INFOUMKMINDONESIA.COM – Kementrian Koperasi dan UKM mengusulkan pelarangan kegiatan thrifting, atau kegiatan membeli barang bekas atau secondhand. Hanung Harimba Rachman, yang menjabat sebagai Deputi Bidang UKM, menilai kegiatan thrifting ini dapat melukai produktivitas UMKM lokal Indonesia.
Menurut Hanung, masyarakat Indonesia masih cenderung memilih untuk membeli produk luar negeri, meskipun dalam kondisi bekas. Hanung memiliki kekhawatiran bahwa produk bekas dari luar negeri ini, yang seringkali dijual dengan harga miring, bisa saja menurunkan penjualan produk UMKM dalam negeri.
“Thrifting itu sangat buruk ya bagi UMKM, harusnya itu dilarang,” ujar Hanung di Kemenkop dan UKM, Selasa (28/2). “Karena memang masyarakat kita masih price sensitive, dan juga ingin produk-produk dari luar negeri, walaupun bekas.”
Menteri Perdagangan Zulkifli Hasan sempat menghadiri pemusnahan pakaian impor bekas pada pertengahan tahun 2022 lalu. Zulhas mengatakan bahwa pakaian impor bekas saat ini masih umum beredar di wilayah Indonesia, karena harganya yang miring.

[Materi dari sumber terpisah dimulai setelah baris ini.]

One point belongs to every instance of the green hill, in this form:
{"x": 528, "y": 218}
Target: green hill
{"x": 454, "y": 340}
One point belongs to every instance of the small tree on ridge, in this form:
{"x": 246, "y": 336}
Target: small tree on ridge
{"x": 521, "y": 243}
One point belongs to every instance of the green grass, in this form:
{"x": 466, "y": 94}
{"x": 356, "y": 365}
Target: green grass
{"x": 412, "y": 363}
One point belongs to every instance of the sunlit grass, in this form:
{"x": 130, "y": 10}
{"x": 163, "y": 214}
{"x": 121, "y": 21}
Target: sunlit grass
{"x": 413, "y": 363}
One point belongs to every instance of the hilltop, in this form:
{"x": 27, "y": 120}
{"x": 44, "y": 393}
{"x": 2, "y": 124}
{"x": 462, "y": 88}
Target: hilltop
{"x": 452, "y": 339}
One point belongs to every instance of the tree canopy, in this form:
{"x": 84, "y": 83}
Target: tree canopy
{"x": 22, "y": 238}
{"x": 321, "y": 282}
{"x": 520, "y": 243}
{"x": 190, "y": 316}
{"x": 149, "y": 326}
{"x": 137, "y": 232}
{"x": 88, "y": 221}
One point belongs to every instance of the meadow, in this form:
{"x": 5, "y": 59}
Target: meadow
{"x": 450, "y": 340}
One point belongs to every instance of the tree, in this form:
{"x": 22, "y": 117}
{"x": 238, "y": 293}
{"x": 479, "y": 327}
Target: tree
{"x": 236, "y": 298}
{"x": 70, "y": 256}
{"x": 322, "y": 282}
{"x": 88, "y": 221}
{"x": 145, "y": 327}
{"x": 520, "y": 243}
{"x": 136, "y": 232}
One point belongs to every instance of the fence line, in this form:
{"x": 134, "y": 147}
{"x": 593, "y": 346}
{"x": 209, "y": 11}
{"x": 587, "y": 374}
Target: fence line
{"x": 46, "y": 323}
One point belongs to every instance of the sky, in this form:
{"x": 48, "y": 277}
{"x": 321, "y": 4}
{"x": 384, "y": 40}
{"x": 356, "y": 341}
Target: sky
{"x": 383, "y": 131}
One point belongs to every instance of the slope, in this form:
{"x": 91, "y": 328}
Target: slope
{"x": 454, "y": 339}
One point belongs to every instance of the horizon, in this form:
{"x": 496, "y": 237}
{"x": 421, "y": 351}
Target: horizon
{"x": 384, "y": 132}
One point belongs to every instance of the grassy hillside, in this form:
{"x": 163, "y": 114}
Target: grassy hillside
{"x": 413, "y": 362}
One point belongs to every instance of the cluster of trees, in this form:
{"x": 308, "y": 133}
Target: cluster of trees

“Ini bisa merusak industri dalam negeri, murah-murah kan. Kadang-kadang kalau dimasukkan ke kampung-kampung enggak bisa bedakan ini dari mana. Diobral murah bisa merusak industri pakaian dalam negeri,” kata Zulkifli Hasan.
Namun, kenapa thrifting masih jadi pilihan bagi masyarakat?
Bagi sebagian orang, thrifting menjadi alternatif untuk menghemat uang dan juga sebagai upaya untuk menjaga lingkungan. Thrifting dapat dilakukan pada toko barang bekas atau melalui platform online yang menyediakan layanan penjualan barang bekas.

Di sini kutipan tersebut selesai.